- Native name: 契苾何力
- Died: 677 Chang'an, Tang
- Buried: Zhao Mausoleum
- Allegiance: Tang
- Children: 6 daughters and 3 sons

= Qibi Heli =

Qibi Heli (契苾何力) ( - died 677), noble title Duke of Liang (涼國公), was a Tiele general of China's Tang dynasty and a companion of the Emperor Taizong of Tang. He was accorded the posthumous name Lie (烈).

== Early life ==
Qibi Heli was born to a Tiele tribe called the Qibi. He was son of Qibi Ge (契苾葛), who was a younger brother of Yiwuzhenmohe Qaghan (易勿真莫賀可汗). Orphaned at 9 years old he became the eltäbär of his tribe and lived a nomadic life around Lake Zài (nowadays Issyk-Kul lake). His father's title was Baghatur Tegin (莫賀咄特勤).

In 632, he led his tribe to submit Tang in Hexi, himself going to Chang'an while his mother Lady Feng and brother Qibi Shamen (契苾沙門) left behind to handle tribal affairs. He was created a general and was stationed in Liangzhou.

== During reign of Taizong ==
He participated in Emperor Taizong's campaign against Tuyuhun in 634-635, in one occasion saving lives of generals Xue Wanjun (薛萬均) and his brother Xue Wanche (薛萬徹) besides capturing Murong Fuyun's wife and children. He later participated in Tang campaign against Karakhoja in 640.

After rise of Zhenzhu Khagan of Xueyantuo in 642, Qibi tribe submitted to him. Heli tried to convince them to stay loyal to Tang. However, he was captured and brought to Khagan's camp. Where he spoke against him and proclaimed allegiance to Taizong, even cut off his ear. Taizong in turn offered a Tang princess to bribe Zhenzhu to ransom Heli. Although once freed, he persuaded Taizong not to proceed with marriage.

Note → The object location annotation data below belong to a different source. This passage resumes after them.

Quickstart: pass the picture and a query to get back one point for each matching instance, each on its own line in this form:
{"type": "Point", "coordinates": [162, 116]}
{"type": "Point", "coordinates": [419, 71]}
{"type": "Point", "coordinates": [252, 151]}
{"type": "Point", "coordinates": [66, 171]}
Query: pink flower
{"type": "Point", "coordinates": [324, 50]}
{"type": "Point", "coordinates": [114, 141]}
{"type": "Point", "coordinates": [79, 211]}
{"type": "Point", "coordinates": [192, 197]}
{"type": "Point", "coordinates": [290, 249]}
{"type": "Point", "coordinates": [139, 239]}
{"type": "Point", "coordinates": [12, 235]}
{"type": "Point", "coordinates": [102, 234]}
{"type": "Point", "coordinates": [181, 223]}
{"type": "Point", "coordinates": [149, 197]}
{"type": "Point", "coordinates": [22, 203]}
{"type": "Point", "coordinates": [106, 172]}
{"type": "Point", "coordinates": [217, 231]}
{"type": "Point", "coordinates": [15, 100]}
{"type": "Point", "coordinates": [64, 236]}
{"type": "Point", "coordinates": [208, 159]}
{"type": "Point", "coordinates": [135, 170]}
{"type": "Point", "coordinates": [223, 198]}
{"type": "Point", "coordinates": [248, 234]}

He was appointed deputy of Ashina She'er during Tang campaign against Kucha in 648 and later in Goguryeo–Tang War. Taizong himself tended to the injuries of the Tujue Generals Qibi Heli and Ashina Simo, who were both wounded during the war against Goguryeo. Qibi Heli was especially praised for his valor that despite being severely injured by a spear from enemies, he continued fighting furiously along with his subordinate soldiers. Despite requesting to commit suicide on Taizong's death in 649, he was forbidden by Gaozong.

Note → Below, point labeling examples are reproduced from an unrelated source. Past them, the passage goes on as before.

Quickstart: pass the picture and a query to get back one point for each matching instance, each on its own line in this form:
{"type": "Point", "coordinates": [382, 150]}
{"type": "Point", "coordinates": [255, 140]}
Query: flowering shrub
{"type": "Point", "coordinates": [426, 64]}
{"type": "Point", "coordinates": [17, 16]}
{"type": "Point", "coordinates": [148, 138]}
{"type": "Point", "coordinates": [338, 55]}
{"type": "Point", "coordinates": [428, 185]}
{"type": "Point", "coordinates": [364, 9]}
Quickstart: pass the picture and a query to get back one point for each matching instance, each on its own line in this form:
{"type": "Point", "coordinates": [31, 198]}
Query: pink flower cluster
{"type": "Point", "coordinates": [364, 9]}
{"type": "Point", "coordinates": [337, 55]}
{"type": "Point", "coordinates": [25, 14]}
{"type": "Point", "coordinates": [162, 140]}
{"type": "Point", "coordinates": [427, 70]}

== During reign of Gaozong ==
In 657, he joined the Tang conquest of the Western Turks, at some point killing Shatuo leader Zhuye Guzhu (朱邪孤注). He participated in second Goguryeo-Tang War, defeated a Goguryeo army at the Yalu River and was instrumental on the siege of Pyongyang in 668. After which he was created Great General of Left Guard and Duke of Liang (涼國公) by Gaozong. In 676, when the Tibetan Empire attacked Tang's western prefectures, Tang prince Li Xiǎn and his younger brother Li Lun, the Prince of Xiang, were nominally put in charge of the two armies that were actually commanded by the generals Liu Shenli (劉審禮) and Qibi Heli (契苾何力), but neither Li Xiǎn nor Li Lun actually set out with the troops.

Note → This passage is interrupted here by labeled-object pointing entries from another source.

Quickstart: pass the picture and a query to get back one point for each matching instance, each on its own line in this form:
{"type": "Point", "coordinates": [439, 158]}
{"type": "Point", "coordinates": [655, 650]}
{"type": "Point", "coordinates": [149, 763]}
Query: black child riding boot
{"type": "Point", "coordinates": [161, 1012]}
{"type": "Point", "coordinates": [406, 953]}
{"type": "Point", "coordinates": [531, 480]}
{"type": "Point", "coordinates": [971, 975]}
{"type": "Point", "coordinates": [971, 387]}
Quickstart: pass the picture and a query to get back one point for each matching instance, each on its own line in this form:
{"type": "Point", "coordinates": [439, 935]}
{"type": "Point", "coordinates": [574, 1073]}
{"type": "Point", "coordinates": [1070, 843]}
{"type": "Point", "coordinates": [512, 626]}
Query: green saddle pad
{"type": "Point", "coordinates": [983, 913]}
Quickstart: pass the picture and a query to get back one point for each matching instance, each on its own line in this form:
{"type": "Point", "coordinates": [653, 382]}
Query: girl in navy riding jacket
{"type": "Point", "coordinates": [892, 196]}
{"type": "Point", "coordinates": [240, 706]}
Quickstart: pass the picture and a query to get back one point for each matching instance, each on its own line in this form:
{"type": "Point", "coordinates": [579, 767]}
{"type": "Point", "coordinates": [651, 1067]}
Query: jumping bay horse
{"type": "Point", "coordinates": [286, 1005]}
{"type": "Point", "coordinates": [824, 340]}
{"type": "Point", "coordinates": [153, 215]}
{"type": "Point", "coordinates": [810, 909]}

He died in 677 and was buried in Zhao Mausoleum. He was honoured with the posthumous name Lie (烈) and awarded with titles. His descendants continued to serve Tang dynasty.

== Family ==
He was married to Tang dynasty relative, a daughter of governor of Lintong in 635. He fathered at least 6 daughters and 3 sons. Known sons:

1. Qibi Ming (契苾明) (649-695) - General of Tang dynasty, Duke of Liangguo (Posthumously Jing - 靖)
2. Qibi Guang (契苾光, d. 709) - General of the Guards during reign of Wu Zetian
3. Qibi Zhen (契苾贞) - Secretary of the Palace

== In popular media ==
He was portrayed in Korean TV drama series Yeon Gaesomun by Lee Kye-in in 2006-2007.